Colonels were asked to pay N75, 000; while lieutenant colonels pay N50, 000 and majors pay N40,000.
Captains were ordered to pay N30, 000 each while lieutenants and second lieutenants will all pay N20, 000 per head.
The two-page directive was issued by the Department of Army Standards and Evaluation.
The department did not give budget estimates for the project; neither did it say how long it would take to complete. But with an estimated 6,000 commissioned officers, the project would likely draw about N1.2 billion for the project, if the base contribution of N20,000 per officer is used.
Officers who spoke with the press men about the project described it as “unnecessary” and the manner in which it is being handled as “dictatorial.”
Not only did the officers say the project should not be a priority at a time the military is preoccupied with the war against Boko Haram and other counter-insurgency activities, they also expressed reservation about the decision of Mr. Buratai to make it mandatory for all officers.
The personnel, who spoke with press men on the condition of strict anonymity, urged Mr. Buratai to reconsider the clause that all officers must contribute.
“One, we’re fighting Boko Haram, herdsmen and some economic saboteurs across the country right now and they brought this? Why are they always finding different ways to extort officers?” one soldier asked.
A colonel said Mr. Buratai should suspend the plan and allow officers concentrate on their duties, especially when many of them may never get to use the facility.
“How much are we earning that we’re being told to pay money for golf course at this point in time?
“This is a project that many of us may never use. For instance, how many officers are in Abuja? Do they know that many officers may never even get posted to Abuja throughout the course of their career?

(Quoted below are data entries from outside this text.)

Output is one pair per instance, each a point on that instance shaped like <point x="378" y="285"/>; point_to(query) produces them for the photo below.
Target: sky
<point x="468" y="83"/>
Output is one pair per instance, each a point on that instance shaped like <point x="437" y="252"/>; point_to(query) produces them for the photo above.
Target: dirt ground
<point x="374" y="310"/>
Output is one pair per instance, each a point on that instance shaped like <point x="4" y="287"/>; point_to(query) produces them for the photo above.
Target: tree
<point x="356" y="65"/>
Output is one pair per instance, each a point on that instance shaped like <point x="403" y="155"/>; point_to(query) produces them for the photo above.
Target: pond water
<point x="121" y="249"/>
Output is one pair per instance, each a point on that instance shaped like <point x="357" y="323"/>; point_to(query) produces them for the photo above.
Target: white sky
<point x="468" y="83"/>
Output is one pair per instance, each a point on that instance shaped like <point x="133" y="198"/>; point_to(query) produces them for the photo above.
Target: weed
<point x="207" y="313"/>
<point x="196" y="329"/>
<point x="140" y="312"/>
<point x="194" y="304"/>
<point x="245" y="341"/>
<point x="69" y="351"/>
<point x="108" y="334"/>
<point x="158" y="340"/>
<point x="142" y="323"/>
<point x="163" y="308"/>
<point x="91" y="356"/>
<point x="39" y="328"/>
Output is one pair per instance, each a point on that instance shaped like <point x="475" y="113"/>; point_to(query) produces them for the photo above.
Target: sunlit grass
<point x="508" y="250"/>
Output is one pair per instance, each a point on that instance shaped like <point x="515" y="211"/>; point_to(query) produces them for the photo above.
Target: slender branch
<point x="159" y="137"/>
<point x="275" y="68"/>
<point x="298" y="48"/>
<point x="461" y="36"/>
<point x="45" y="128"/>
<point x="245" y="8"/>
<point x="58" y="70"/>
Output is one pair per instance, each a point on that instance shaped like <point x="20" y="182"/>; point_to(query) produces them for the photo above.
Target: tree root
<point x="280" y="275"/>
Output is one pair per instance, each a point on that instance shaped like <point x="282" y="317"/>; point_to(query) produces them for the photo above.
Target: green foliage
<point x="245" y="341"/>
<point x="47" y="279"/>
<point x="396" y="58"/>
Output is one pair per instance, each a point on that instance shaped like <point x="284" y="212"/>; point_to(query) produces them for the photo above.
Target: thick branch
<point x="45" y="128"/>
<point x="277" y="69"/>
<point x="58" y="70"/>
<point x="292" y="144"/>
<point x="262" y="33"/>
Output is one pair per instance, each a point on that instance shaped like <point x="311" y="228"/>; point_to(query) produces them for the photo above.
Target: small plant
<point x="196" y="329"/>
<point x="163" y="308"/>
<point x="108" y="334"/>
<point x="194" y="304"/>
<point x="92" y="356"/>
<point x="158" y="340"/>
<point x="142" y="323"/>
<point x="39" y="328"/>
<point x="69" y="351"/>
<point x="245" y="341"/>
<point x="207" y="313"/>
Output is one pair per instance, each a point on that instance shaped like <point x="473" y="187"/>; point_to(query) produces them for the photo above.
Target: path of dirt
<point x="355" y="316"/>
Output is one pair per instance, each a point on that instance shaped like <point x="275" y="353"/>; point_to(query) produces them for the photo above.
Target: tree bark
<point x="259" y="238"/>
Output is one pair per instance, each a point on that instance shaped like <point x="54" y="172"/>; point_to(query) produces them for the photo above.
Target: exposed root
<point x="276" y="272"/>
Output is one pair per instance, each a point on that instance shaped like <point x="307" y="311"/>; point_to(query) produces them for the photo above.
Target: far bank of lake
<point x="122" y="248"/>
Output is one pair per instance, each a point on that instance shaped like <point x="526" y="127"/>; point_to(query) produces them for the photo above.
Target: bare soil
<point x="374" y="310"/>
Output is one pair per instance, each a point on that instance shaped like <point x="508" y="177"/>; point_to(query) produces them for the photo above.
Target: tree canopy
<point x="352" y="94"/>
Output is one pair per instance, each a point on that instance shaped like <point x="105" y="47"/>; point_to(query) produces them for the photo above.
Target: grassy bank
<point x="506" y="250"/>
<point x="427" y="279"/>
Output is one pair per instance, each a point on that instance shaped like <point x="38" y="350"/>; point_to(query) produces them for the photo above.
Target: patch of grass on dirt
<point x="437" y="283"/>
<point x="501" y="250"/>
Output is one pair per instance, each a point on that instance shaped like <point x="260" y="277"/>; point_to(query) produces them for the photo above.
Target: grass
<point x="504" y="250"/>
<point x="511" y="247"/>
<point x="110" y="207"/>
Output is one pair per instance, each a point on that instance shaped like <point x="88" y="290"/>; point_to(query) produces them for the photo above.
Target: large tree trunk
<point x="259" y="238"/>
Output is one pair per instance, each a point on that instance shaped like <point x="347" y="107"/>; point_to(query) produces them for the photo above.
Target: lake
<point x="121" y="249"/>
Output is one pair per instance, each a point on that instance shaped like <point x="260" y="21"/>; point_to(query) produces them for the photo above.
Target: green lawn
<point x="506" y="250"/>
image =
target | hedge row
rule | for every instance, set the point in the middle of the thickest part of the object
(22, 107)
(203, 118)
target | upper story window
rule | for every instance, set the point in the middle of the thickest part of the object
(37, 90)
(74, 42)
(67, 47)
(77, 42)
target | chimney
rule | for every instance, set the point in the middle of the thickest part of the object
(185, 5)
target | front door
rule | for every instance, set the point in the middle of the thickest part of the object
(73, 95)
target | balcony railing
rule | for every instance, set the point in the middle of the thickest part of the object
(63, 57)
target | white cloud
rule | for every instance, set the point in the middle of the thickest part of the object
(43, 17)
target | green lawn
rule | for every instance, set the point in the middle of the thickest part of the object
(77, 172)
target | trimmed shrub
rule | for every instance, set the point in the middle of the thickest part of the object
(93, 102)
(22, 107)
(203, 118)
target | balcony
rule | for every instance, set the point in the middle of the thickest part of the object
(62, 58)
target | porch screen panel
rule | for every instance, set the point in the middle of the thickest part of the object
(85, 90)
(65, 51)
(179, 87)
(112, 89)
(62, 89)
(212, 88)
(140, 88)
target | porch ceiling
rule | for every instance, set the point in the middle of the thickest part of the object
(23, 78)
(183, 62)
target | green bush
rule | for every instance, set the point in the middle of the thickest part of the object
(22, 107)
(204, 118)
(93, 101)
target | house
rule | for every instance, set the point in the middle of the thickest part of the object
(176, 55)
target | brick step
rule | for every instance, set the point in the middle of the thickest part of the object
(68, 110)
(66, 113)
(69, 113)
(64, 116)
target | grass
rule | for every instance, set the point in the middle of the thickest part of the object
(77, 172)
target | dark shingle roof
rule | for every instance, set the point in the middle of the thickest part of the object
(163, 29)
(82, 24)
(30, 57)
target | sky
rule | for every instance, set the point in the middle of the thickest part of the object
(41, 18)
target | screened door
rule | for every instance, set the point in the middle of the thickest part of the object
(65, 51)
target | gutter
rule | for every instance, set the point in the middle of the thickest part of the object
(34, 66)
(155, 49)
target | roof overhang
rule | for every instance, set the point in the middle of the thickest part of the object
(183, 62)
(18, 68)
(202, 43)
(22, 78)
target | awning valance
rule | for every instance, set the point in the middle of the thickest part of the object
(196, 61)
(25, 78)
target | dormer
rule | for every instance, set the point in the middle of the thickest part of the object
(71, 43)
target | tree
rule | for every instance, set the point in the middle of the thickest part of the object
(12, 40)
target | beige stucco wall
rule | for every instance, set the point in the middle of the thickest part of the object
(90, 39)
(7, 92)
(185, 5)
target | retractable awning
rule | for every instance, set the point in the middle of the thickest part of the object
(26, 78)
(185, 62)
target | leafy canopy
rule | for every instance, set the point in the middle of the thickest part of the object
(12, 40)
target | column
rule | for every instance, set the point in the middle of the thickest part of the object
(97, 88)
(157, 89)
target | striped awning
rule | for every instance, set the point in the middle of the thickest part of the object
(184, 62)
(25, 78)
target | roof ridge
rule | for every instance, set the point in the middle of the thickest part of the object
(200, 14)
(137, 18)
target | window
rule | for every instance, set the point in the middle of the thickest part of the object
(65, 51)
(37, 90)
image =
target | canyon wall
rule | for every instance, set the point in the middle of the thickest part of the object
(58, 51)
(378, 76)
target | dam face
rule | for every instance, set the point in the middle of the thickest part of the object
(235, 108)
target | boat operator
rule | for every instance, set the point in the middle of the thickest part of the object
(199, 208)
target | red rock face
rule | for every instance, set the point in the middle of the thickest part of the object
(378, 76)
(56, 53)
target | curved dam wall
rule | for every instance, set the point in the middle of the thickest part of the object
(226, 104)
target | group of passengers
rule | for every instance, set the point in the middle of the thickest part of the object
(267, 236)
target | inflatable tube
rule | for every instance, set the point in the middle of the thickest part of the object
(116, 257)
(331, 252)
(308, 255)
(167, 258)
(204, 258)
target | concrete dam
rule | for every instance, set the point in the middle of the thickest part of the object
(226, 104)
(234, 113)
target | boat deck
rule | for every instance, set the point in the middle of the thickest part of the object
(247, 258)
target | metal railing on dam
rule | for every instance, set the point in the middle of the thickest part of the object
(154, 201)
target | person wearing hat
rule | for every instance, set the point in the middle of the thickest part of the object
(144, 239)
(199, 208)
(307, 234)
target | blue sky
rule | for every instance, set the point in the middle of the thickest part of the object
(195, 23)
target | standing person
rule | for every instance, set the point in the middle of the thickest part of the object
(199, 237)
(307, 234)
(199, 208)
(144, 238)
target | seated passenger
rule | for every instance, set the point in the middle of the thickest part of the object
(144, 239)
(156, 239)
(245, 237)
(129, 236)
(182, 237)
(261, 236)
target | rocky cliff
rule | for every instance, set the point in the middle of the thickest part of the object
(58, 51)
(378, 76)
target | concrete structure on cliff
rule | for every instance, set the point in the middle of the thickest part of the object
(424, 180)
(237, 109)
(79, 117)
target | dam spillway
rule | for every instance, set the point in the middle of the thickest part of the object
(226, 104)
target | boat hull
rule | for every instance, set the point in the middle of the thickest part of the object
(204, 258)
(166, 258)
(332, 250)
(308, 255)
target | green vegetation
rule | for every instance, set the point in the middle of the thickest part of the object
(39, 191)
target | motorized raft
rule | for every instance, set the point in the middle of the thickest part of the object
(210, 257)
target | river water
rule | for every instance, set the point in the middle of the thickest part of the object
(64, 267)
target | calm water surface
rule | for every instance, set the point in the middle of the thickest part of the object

“They won’t let officers concentrate on multiple security challenges facing the country,” the colonel said. “For how long are we going to keep complaining about this arbitrary cut of their salaries?
Army spokesman, Sani Usman, said the officers were wrong to claim extortion when the contribution was voluntary.
“It is not because it is voluntary,” Mr. Usman, a brigadier-general, said in an SMS to press Friday.
In a follow-up discussion, the Army spokesman said the directive the Army officers were fuming about was no longer valid because a new memo had been issued on a later date that clearly instructed all personnel to contribute voluntarily.
“The directive was an old one, it was erroneously issued after a meeting with the Chief of Army Staff on the matter,” Mr. Usman told the press on the 3rd of January. “But another one had since been issued clearly stating that the contribution is voluntary.”
Although our sources acknowledged a follow-up directive was issued, they maintained that it contained essentially the same instruction.
The officers said while the old directive stated that all commissioned Army personnel must contribute towards the project; the new one said they must contribute but gave them an option to seek a refund.
“So the only difference between the old directive and the new one is that officers were giving the option to fill out the paperwork to formally declare their interest not to partake in the ownership of the golf course and seek a refund of their contribution,” one officer said.
The sources said the contribution remained mandatory for all commissioned officers and “no sensible personnel” will take advantage of the opt-out procedure because they saw it as a landmine.
“No officers, no matter how deeply opposed they may be to the golf course, will dare fill any form to request for refund of their contributions,” our sources said. “They will be victimised by the Army authorities who set it as a trap.”
Last October, Nigerian soldiers battling Boko Haram insurgents in the Northeast expressed concerns about unauthorised reduction of their allowances. They said the situation had continued to impact on their overall morale.
Last week, some anonymous officers took to social media with allegations of dubious pay cuts against the Nigerian Army.
But the Army said the “campaign of calumny” was politically-motivated and fired back at the officers, describing them as disgruntled elements who manufactured their ordeals to tarnish its image.
“The fabricators are most probably being sponsored by the categories of people that frustrated themselves out of the army and political self-defeatists,” the Army said in a February 18 statement signed by Mr. Usman.